=?UTF-8?B?w5bDtiBUaWli?= <
oot...@hot.ee> writes:
>On Wednesday, 7 December 2022 at 00:04:34 UTC+2, Scott Lurndal wrote:
>> "Chris M. Thomasson" <
chris.m.t...@gmail.com> writes:
>> >On 12/6/2022 1:53 PM, Paavo Helde wrote:
>> >> 06.12.2022 22:39 Scott Lurndal kirjutas:
>> >>
>> >>>
>> >>> The fact that smart pointers do allocation/deallocation has made
>> >>> them useless for high-performance threaded code, IMO.
>> >>
>> >> You have got it backwards. Smartpointers are taken into use for coping
>> >> with the fact that objects need to by dynamically allocated and
>> >> deallocated, by the program logic.
>> >>
>> >> And this allocation/deallocation would happen relatively rarely.
>> Assumption not in evidence. I've personnally had to rip smart pointers
>> out of code because the allocation/deallocation happened very
>> frequently. One if the applications was simulating a processor pipeline,
>> another was handling network packets both were written by well-educated
>> people familiar with C++.
>>
>> Granted, one can specify a more efficient allocator, but
>>
>> 1) most C++ programmers don't bother or don't know how
>> 2) Even then there is unnecessary overhead unless the allocator is pool based.
>>
>> KISS applies, always.
>
>No one argues with that. Just that keeping it simple is far from simple.

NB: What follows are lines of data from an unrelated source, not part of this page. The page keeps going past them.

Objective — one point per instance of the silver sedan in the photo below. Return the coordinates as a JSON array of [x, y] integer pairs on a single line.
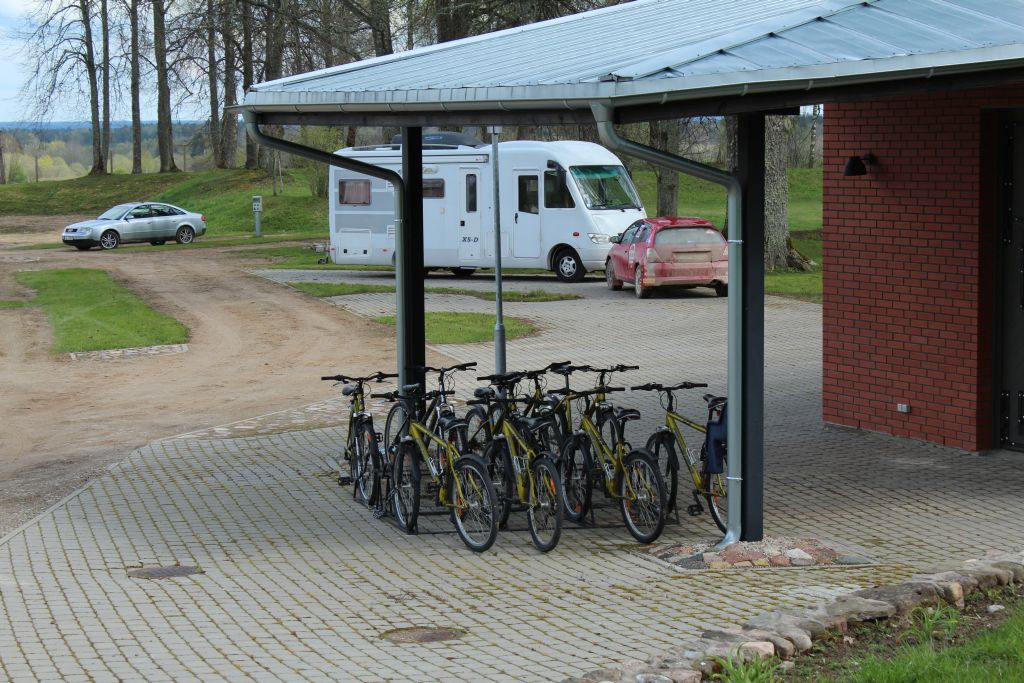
[[151, 221]]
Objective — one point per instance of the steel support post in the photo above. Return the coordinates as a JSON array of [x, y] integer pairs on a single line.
[[751, 172], [411, 318]]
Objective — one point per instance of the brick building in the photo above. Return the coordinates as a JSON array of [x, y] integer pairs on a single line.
[[923, 296]]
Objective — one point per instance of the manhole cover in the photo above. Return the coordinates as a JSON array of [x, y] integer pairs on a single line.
[[422, 634], [164, 572]]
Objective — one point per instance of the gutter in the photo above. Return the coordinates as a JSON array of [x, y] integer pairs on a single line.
[[252, 127], [603, 117]]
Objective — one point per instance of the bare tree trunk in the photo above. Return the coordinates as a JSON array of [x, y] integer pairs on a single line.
[[136, 117], [211, 59], [165, 132], [248, 73], [228, 136], [665, 135], [105, 35], [90, 70]]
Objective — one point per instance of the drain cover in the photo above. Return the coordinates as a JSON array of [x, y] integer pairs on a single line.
[[164, 572], [422, 634]]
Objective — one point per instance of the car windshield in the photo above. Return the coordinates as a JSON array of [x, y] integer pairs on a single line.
[[688, 236], [116, 212], [606, 187]]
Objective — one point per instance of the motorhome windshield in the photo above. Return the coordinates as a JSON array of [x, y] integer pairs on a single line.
[[605, 187]]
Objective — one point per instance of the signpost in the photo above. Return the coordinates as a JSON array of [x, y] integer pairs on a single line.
[[257, 210]]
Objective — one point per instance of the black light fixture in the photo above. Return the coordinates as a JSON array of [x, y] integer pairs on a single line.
[[856, 165]]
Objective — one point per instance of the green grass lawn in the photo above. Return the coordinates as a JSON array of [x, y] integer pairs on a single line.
[[448, 328], [90, 311]]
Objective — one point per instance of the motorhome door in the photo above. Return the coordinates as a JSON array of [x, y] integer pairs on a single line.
[[469, 218], [526, 220]]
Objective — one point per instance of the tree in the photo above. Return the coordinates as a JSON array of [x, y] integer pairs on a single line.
[[165, 132]]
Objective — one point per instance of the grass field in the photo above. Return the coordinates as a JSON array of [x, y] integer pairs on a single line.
[[90, 311], [448, 328]]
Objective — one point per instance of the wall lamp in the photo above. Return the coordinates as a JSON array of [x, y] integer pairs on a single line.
[[858, 165]]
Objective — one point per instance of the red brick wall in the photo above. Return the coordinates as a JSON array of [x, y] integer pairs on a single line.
[[907, 273]]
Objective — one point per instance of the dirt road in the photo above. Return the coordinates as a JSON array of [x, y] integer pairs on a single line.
[[255, 347]]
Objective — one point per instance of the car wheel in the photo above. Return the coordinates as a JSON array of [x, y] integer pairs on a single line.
[[110, 240], [184, 236], [568, 267], [609, 276], [638, 288]]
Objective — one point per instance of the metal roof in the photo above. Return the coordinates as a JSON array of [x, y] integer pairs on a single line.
[[650, 51]]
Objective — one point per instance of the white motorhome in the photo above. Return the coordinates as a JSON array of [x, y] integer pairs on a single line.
[[560, 203]]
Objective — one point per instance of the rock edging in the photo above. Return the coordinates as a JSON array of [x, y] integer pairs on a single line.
[[785, 633]]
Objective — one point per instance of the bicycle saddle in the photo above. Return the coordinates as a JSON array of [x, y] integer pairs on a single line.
[[627, 414]]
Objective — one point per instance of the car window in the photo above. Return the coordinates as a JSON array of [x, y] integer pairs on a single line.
[[688, 236]]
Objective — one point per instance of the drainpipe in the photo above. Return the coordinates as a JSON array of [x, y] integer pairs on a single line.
[[603, 117], [252, 127]]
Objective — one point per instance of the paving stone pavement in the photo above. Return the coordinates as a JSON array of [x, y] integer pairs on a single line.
[[300, 582]]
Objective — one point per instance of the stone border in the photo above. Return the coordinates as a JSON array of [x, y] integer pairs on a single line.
[[786, 633], [117, 353]]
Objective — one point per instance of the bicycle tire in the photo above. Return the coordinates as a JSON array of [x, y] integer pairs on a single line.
[[544, 505], [715, 487], [393, 426], [663, 446], [406, 487], [643, 512], [498, 461], [576, 470], [367, 473], [474, 511]]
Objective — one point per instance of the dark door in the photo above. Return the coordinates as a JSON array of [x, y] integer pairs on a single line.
[[1011, 310]]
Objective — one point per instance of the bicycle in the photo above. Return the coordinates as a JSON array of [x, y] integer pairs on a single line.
[[630, 475], [361, 444], [525, 472], [708, 468], [462, 479]]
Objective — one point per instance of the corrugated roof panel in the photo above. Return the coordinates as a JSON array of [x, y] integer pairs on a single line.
[[914, 36]]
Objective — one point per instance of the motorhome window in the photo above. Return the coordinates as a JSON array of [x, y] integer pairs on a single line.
[[606, 187], [433, 188], [556, 195], [529, 195], [470, 193], [353, 191]]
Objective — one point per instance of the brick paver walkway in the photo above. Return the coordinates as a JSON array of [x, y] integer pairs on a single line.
[[300, 583]]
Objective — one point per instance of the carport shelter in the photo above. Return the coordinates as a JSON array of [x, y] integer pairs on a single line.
[[924, 281]]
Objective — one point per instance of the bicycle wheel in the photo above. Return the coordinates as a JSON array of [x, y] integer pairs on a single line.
[[544, 508], [477, 429], [406, 487], [474, 504], [642, 496], [576, 470], [714, 488], [367, 465], [663, 445], [499, 463], [393, 426]]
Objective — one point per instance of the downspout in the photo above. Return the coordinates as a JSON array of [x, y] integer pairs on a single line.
[[252, 127], [603, 117]]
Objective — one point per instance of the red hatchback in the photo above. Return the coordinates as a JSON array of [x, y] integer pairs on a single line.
[[669, 251]]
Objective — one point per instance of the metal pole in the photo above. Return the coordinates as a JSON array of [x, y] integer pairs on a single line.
[[499, 313], [603, 116]]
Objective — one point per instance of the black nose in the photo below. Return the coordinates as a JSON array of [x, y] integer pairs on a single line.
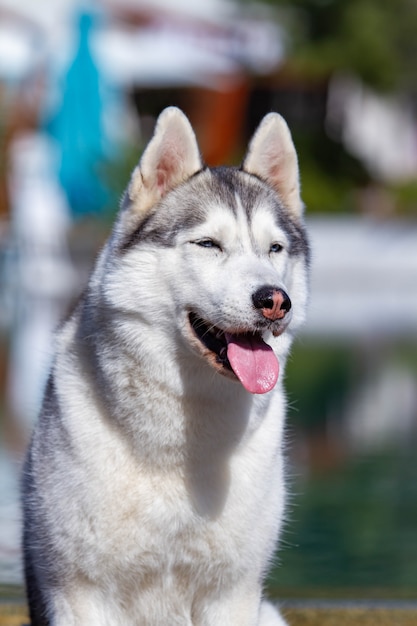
[[272, 301]]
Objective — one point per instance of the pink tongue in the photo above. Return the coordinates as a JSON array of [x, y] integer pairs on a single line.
[[253, 362]]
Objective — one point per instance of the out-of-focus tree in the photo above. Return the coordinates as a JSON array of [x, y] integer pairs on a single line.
[[373, 39]]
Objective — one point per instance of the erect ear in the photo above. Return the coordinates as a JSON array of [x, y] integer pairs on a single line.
[[170, 158], [271, 156]]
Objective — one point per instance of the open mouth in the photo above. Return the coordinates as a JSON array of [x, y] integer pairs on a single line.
[[243, 355]]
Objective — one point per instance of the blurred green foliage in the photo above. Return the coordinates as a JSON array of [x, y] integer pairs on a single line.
[[373, 39], [352, 516]]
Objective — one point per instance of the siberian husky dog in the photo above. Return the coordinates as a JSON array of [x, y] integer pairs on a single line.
[[153, 488]]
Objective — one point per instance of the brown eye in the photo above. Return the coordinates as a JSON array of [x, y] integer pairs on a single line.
[[208, 243]]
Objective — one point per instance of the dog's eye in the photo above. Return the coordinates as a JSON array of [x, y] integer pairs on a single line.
[[207, 243]]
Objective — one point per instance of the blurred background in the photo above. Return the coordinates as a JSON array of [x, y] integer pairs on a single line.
[[80, 87]]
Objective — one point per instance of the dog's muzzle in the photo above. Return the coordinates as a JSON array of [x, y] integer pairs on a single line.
[[273, 302]]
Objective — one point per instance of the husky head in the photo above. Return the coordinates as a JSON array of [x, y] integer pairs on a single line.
[[212, 260]]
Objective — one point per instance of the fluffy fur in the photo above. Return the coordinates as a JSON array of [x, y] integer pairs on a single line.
[[153, 490]]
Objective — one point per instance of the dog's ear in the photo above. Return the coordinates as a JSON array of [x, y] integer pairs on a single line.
[[272, 157], [170, 158]]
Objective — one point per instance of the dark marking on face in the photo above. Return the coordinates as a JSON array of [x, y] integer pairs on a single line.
[[188, 205]]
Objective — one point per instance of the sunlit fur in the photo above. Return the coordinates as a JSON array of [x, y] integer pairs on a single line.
[[153, 491]]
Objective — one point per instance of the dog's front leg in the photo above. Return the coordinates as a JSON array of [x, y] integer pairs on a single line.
[[80, 607], [239, 607]]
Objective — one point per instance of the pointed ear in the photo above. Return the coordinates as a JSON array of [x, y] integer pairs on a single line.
[[272, 157], [170, 158]]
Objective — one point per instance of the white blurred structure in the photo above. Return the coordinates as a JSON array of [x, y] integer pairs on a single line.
[[364, 278]]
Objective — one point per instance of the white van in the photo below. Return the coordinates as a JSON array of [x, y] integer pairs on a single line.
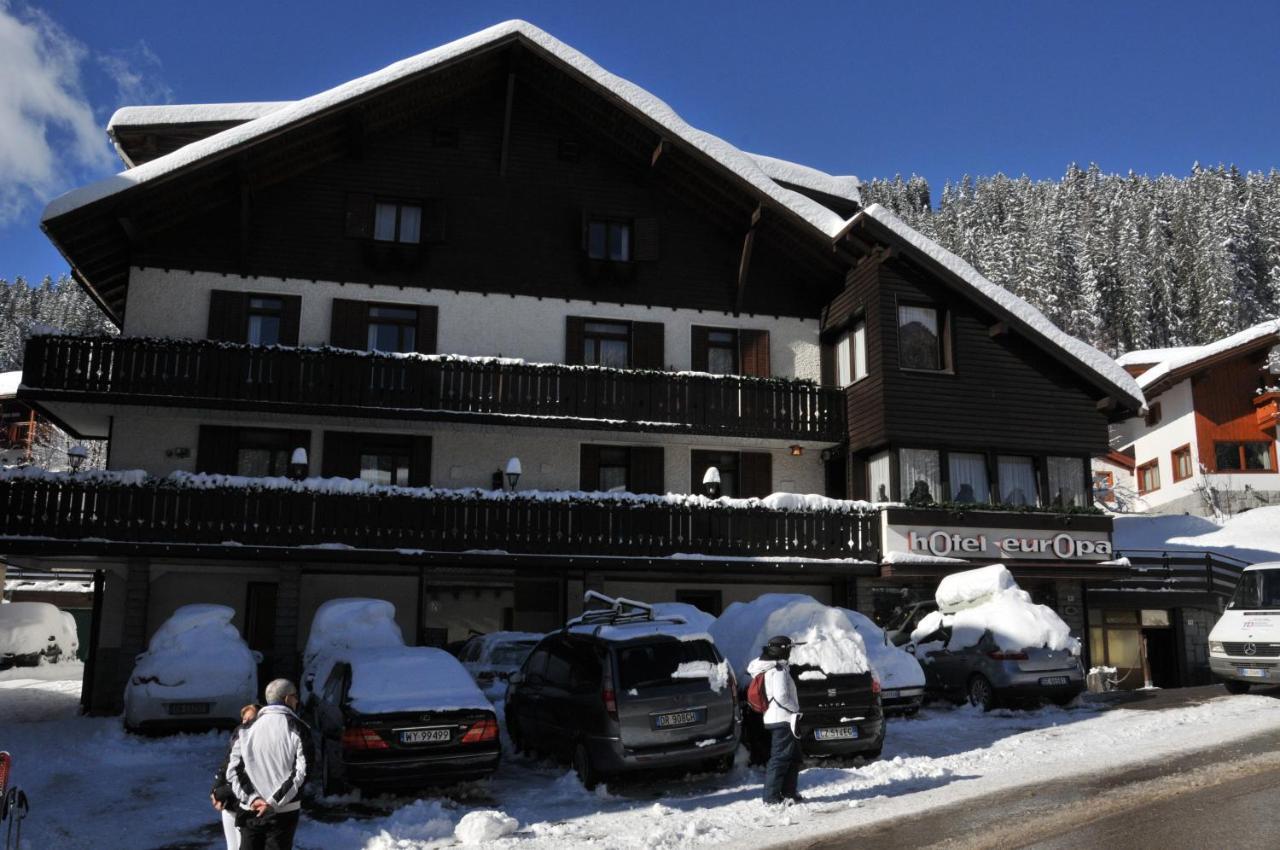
[[1244, 645]]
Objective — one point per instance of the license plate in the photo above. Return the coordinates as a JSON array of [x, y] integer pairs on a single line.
[[425, 735], [676, 718], [836, 734]]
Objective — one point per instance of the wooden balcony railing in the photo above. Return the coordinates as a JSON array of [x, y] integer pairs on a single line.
[[330, 380], [100, 507]]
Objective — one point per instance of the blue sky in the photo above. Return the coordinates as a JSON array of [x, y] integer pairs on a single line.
[[871, 88]]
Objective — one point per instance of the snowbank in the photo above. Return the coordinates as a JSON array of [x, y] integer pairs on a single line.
[[831, 640], [197, 652], [986, 599], [410, 679], [341, 626]]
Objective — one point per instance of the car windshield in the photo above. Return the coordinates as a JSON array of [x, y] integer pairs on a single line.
[[511, 654], [650, 665], [1257, 589]]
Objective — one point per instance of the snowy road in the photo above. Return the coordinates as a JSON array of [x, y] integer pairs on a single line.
[[94, 786]]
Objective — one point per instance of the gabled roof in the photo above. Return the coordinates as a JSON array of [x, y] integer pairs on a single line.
[[822, 220], [1092, 364], [1171, 365]]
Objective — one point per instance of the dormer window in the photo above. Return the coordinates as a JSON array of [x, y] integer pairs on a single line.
[[397, 223]]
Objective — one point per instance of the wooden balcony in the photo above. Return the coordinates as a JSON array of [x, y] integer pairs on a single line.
[[112, 508], [202, 374]]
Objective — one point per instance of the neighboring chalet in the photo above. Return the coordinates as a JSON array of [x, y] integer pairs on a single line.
[[344, 318], [1207, 441]]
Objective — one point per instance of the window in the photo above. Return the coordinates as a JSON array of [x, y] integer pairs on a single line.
[[722, 352], [920, 475], [1183, 464], [608, 240], [607, 343], [1016, 476], [1148, 476], [878, 471], [392, 329], [1243, 457], [919, 338], [615, 469], [264, 320], [397, 222], [1066, 481], [968, 471]]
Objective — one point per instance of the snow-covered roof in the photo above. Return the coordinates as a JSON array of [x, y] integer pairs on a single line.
[[1176, 359], [644, 103], [846, 187], [1083, 353], [191, 113], [9, 383]]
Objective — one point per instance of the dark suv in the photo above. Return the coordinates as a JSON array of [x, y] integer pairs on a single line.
[[620, 690]]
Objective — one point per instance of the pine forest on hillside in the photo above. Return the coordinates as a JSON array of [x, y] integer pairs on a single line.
[[1121, 261]]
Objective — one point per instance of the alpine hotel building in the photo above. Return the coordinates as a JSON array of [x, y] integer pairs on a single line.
[[343, 316]]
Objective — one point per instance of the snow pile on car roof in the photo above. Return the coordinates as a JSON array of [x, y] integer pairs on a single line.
[[197, 652], [28, 627], [986, 599], [831, 640], [411, 679]]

>For example it is tricky to keep dynamic allocations minimal. That is
>not fault of smart pointers.
In my experience, it has been generally sufficent to pre-allocate the
data structures and store them in a table or look-aside list,
as the maximum number is bounded.
For example, an application handling network packets on a processor
with 64 cores, may only need 128 jumbo packet buffers if the packet processing
thread count matches the core count. These can be preallocated
and then passed as regular pointers throughout the flow.\
(Specialized DPUs have a custom hardware block (network pool allocator)
that allocates hardware buffers to packets on ingress and those buffers
are passed by hardware to the other blocks in the flow, such as
blocks to identify the flow, fragment/defragment a packet,
apply encryption/decryption algorithms, all controlled by a
hardware scheduler block, etc.).
Likewise for a simulation of an internal processor interconnect
such as ring or mesh structure, there are a fixed maximum number
of flits than can be active at any point in time. Preallocating
them into a lookaside list eliminates allocation and deallocation
overhead on every flit.
When simulating a full SoC, the maximum inflight objects is
likewise bounded and for the most part, can be preallocated.